米サンフランシスコから来たジェイコブ・シェピロ(27)は、グラウンドを見渡して声を張り上げた。「最高だよ!すごい盛り上がりだ」。隣で恋人のヤスミン・アンガーシールド(27)も目を丸くした。「昔から東京で野球を見るのを楽しみにしていたの」


米国から持ってきた大リーグ・ジャイアンツのレプリカユニホームを身にまとった2人は大興奮だ。日本を旅行した経験がある友人から穴場の観光スポットとして薦められ、来日前から巨人戦観戦を観光コースに入れていた。
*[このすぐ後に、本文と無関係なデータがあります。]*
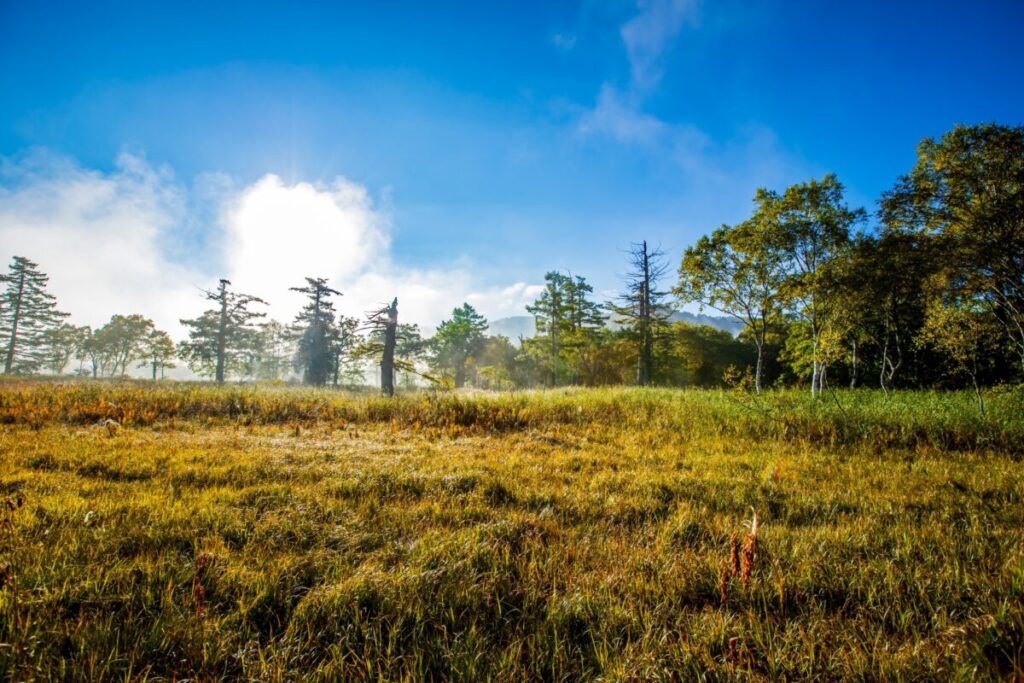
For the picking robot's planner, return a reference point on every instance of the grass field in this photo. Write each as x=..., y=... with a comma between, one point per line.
x=280, y=534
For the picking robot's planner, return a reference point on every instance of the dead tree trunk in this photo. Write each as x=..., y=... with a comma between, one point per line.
x=387, y=359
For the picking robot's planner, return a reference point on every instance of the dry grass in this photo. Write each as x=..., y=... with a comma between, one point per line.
x=563, y=536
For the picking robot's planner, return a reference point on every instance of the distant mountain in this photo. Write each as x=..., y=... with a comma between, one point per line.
x=513, y=328
x=522, y=326
x=723, y=323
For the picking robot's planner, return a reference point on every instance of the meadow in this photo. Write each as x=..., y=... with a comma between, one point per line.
x=188, y=531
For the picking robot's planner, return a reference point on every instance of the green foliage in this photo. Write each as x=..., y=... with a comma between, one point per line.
x=316, y=355
x=457, y=341
x=223, y=341
x=28, y=314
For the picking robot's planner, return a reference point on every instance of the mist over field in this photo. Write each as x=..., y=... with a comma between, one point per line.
x=626, y=340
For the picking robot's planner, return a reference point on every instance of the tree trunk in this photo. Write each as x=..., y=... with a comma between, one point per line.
x=853, y=370
x=759, y=369
x=644, y=371
x=9, y=364
x=387, y=360
x=221, y=332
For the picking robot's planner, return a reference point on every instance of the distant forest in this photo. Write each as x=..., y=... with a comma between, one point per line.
x=925, y=291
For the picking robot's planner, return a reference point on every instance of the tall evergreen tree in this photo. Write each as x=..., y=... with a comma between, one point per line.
x=966, y=193
x=223, y=339
x=315, y=355
x=28, y=311
x=550, y=312
x=737, y=271
x=457, y=340
x=383, y=324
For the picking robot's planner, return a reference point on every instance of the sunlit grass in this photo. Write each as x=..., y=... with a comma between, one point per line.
x=276, y=534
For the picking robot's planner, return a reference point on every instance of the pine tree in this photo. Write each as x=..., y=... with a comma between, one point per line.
x=457, y=340
x=222, y=339
x=28, y=311
x=384, y=324
x=315, y=355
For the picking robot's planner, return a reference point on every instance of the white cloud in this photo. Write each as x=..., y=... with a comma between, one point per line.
x=121, y=243
x=613, y=117
x=98, y=236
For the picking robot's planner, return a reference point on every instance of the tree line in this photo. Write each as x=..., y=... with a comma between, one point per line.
x=926, y=291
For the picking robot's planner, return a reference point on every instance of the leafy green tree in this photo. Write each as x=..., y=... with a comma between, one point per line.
x=62, y=343
x=966, y=335
x=114, y=346
x=457, y=340
x=967, y=191
x=28, y=311
x=223, y=339
x=737, y=271
x=273, y=350
x=315, y=354
x=551, y=317
x=158, y=352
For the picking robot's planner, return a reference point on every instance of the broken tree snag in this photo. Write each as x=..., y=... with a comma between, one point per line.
x=387, y=358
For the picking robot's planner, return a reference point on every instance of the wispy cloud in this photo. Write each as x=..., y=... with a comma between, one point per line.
x=615, y=117
x=648, y=35
x=110, y=242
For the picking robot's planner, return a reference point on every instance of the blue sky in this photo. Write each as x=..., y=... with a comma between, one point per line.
x=496, y=140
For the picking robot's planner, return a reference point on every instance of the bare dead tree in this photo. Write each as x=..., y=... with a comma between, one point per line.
x=641, y=307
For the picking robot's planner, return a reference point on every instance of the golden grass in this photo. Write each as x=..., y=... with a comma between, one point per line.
x=244, y=534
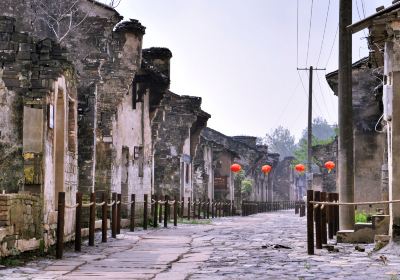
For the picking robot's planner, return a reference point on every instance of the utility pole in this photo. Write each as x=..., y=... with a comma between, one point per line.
x=345, y=158
x=309, y=126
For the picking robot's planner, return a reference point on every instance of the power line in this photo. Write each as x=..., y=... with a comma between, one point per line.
x=323, y=35
x=363, y=7
x=309, y=31
x=305, y=91
x=330, y=99
x=297, y=30
x=287, y=103
x=323, y=97
x=359, y=16
x=333, y=44
x=316, y=100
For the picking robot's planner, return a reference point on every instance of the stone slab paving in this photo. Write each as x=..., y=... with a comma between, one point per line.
x=229, y=248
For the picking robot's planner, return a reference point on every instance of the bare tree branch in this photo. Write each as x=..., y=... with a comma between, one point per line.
x=61, y=16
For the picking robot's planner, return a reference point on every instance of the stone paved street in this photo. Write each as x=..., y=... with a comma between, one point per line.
x=229, y=248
S席6200円のチケットも、事前に購入しておいたという。



バリアーは「日本語」


パリから来たマーティン・エボンギー(37)は、選手の名前は一人も知らないが、巨人の存在は知っていた。「世界で2番目に大きな野球市場だろ? 日本に来たら野球を見るしかないじゃん」。ファンの熱狂ぶりはもちろん、丁寧にほほえみながらビールを売る若い女性販売員の姿が新鮮だという。「すごくクール。言葉はわからないけど楽しいよ」


こうした光景は、東京ドームだけではない。神宮球場や阪神甲子園球場、ヤフオクドームや札幌ドーム……。いまや、どの球場でも外国人観光客の姿が目立つ。インターネットなどを通し、口コミでじわじわと人気が広がっているという。